SHCY Bulletin

Society for the History of Children and Youth

No. 14
Fall 2009

Message from the SHCY President

 

This is a tremendously exhilarating and fertile moment in the study of childhood.  From anthropology to archaeology, linguistics, psychology, and sociology, a series of paradigm shifts are radically reshaping the way we think about children. 

 

One key shift involves a growing recognition of the role that children play in their own socialization.  For example, challenging William James’s characterization of the infant’s mind as a “blooming, buzzing confusion,” the psychologist Alison Gopnik instead depicts newborns as scientists and philosophers—as active agents engaged in a process of discovery, testing, and reflection.

 

Another major shift involves the growing emphasis on children’s culture as mediator between the individual child and the adult world.
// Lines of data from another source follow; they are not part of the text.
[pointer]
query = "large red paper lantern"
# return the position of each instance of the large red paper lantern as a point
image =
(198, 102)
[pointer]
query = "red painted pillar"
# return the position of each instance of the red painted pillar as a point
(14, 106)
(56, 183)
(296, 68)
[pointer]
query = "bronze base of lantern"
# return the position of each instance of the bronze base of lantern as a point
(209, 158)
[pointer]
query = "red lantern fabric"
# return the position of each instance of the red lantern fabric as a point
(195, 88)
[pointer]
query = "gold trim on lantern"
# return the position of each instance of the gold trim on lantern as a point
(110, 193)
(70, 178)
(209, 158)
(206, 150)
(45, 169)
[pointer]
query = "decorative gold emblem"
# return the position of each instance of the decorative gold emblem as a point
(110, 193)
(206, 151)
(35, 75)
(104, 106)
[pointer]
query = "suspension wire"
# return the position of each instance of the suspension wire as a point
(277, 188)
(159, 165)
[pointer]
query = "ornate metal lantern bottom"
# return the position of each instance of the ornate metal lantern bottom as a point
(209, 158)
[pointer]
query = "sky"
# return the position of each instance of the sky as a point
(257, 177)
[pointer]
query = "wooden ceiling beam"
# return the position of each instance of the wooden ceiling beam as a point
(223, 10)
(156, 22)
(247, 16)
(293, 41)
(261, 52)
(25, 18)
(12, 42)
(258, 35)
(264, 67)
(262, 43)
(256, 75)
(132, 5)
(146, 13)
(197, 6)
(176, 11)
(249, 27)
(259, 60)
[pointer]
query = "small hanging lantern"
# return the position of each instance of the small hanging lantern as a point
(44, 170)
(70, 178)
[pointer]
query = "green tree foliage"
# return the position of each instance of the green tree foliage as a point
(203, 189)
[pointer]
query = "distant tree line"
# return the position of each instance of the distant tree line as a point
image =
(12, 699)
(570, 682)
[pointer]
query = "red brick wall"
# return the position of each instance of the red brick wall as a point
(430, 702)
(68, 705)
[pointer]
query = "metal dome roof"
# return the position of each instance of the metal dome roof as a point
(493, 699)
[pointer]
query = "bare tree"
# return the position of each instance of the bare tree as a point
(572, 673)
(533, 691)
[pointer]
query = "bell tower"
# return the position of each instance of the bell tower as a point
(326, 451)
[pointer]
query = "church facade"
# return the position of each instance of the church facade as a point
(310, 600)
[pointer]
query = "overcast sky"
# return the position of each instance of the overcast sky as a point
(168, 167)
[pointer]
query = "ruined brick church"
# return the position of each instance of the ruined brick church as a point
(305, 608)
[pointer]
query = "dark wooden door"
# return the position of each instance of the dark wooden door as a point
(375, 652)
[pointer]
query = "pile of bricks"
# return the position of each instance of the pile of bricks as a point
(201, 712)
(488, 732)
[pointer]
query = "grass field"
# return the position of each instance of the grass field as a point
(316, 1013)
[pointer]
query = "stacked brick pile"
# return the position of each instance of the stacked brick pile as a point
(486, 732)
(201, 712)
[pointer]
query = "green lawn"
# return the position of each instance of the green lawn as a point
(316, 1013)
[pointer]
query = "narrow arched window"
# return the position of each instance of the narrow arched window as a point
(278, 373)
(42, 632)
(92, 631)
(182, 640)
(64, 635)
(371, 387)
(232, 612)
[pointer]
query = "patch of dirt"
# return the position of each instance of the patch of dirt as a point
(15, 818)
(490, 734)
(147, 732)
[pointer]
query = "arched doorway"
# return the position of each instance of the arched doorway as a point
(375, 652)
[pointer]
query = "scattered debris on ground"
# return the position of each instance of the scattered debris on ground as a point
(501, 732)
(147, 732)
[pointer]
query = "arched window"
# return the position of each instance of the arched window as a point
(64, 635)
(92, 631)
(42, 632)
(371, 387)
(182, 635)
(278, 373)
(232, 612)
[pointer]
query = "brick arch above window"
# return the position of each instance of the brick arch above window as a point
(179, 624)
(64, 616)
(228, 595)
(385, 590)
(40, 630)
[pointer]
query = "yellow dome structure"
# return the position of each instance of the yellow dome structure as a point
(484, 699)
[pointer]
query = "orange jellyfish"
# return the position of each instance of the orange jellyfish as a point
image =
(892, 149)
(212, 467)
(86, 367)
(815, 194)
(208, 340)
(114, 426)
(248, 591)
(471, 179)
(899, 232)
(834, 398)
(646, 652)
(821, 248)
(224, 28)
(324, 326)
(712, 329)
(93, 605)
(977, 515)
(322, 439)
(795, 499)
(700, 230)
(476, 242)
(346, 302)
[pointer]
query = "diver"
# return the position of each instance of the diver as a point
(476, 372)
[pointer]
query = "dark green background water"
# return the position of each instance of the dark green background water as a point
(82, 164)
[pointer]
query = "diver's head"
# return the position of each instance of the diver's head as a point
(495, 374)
Especially suggestive is William Corsaro’s concept of “interpretative reproduction.”  Rather than conceiving of acculturation as a process in which children internalize adult culture, children engage in intricate negotiations with adults and participate in peer cultures which creatively reinterpret and comment upon adult values and behavior.

 

Yet another significant shift involves the documentation of the extraordinarily varied ways that children’s lives are structured across and within cultures. Drawing on primate studies and ethnographies, David Lancy’s The Anthropology of Childhood offers a particularly insightful look at variation in parenting practices, schooling, and the pathways to adulthood across cultures, and helps free us from constricted, culture-bound, and ethnocentric conceptions of childhood and child development. 

 

Historians of childhood have a great deal to learn from the anthropology, archaeology, psychology, and sociology of childhood—and much to contribute as well.  One challenge is to reconcile a recognition of the cultural and social constructedness of childhood with the insights of neuroscience and cognitive psychology. Another is to wrestle with anthropological, psychological, and sociological theories, including those dealing with initiation rituals, age sets, peer cultures, diversity and variation, colonialism and globalization, and children’s capabilities.

 

But we must not minimize the inputs that we can offer to cross-disciplinary conversations about childhood.  We can show anthropologists and sociologists that childhood, both as an experience and as a cultural category, is not static or uncontested, but has diachronic, dynamic, and longitudinal dimensions. We can help psychologists understand that the stages and transitions of childhood must not be viewed in excessively rigid, universal, overspecified, invariant, or teleological terms.  Above all, we can illustrate with concrete examples from the past how learning and child development is a product of an on-going process of negotiation and social interaction embedded in social interactions and specific cultural contexts.